Dropping the woman and lashing out all in one smooth movement, Vasagi caught Nathan a glancing blow, but sufficient to send him flying. And stooping over the fallen youth he glared into half-glazed, startling blue eyes … which at once snapped back into furious focus! Then —
- Vasagi reared back as the youth’s weapon-hand and arm swung determinedly up from the earth to point his wet-gleaming crossbow at him a second time. Only this time he fired it. The bolt missed Vasagi by a hairbreadth and went whirring off into the night. Ah, but this one would never shoot at a Lord of the Wamphyri again, be sure!
Vasagi stooped to grasp the other’s throat, fully intending to rip out the pup’s windpipe, chords and flesh and Adam’s apple, all in a welter of spurting red … only to release him in the next moment, shocked rigid by a flash of light and shattering explosion from behind and somewhere overhead!
However momentarily, the flash had lit the forest track with a dazzle of white fire, leaving one of the lower branches of an ironwood splintered, as if struck by lightning, where Nathan’s explosive bolt had shattered it some twenty feet above the ground.
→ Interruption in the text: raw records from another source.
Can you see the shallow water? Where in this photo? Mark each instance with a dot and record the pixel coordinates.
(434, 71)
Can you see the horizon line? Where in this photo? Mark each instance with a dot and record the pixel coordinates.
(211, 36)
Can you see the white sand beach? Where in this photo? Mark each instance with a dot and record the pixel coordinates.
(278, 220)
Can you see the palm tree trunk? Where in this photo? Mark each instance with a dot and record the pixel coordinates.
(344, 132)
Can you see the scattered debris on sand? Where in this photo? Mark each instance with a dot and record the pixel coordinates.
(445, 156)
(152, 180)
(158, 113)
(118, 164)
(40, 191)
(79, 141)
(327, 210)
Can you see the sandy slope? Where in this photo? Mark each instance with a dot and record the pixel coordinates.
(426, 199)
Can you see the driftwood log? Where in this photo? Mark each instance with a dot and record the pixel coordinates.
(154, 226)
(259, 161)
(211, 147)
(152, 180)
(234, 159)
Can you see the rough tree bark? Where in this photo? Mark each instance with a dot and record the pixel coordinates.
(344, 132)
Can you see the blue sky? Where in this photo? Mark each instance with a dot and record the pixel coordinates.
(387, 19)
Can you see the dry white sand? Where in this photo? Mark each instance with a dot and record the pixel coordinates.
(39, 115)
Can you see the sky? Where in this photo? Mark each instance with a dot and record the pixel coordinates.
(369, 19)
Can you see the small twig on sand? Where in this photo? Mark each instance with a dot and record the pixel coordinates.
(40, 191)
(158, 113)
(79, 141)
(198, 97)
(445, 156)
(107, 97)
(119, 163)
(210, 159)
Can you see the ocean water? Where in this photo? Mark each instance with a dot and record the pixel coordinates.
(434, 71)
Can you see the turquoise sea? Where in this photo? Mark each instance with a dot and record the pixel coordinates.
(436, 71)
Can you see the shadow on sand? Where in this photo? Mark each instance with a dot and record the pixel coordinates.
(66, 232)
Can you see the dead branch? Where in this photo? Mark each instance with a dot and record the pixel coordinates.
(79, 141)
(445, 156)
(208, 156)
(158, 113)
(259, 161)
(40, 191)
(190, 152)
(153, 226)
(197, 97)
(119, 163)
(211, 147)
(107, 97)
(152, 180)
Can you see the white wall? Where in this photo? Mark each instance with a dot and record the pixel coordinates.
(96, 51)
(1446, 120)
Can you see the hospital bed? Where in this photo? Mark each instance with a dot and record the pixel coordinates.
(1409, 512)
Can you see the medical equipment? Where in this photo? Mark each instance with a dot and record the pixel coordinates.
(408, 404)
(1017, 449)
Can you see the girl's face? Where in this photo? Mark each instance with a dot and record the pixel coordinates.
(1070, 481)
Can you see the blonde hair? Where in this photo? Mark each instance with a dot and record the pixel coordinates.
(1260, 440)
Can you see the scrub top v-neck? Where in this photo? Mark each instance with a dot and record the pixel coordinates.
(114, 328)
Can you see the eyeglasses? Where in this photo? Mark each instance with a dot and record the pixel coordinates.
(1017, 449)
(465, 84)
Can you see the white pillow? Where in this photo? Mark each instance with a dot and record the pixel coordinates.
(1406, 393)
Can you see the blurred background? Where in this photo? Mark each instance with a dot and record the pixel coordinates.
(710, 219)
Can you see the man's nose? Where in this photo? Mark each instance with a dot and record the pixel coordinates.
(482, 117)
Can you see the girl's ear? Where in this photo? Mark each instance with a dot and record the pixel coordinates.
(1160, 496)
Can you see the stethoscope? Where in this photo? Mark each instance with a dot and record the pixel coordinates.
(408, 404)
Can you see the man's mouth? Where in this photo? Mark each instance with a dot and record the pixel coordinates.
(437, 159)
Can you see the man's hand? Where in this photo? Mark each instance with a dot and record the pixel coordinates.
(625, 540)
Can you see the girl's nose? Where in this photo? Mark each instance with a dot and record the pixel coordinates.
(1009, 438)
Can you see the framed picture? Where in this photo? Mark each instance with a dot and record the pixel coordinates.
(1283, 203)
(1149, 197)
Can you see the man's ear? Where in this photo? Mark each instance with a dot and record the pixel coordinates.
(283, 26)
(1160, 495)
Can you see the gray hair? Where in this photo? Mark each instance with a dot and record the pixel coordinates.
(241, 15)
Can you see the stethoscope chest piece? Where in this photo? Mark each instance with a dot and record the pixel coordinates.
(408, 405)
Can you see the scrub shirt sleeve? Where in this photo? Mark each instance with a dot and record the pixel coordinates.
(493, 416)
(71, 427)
And finally, bending under its own weight, with a tortured squeal of torn timber, the weakened branch came crashing down!
The earth shook as the branch smashed down, blocking the trail. And beyond the dust and debris of its falling, figures came running with flaring torches and sweeping beams of light like mirrored sunlight … but in the dark of night?
It was all too much for Vasagi!
Snatching up the unconscious woman, he left the trail and fled, or flowed, into the dark maze of the woods and followed Carmen’s scent through the night. But when he was well clear of the Lidescis - and when he came upon Carmen waiting in a clearing, where already she’d com-
menced to slake her awful thirst - at last it was time to take the edge off his own hunger of more than two long years.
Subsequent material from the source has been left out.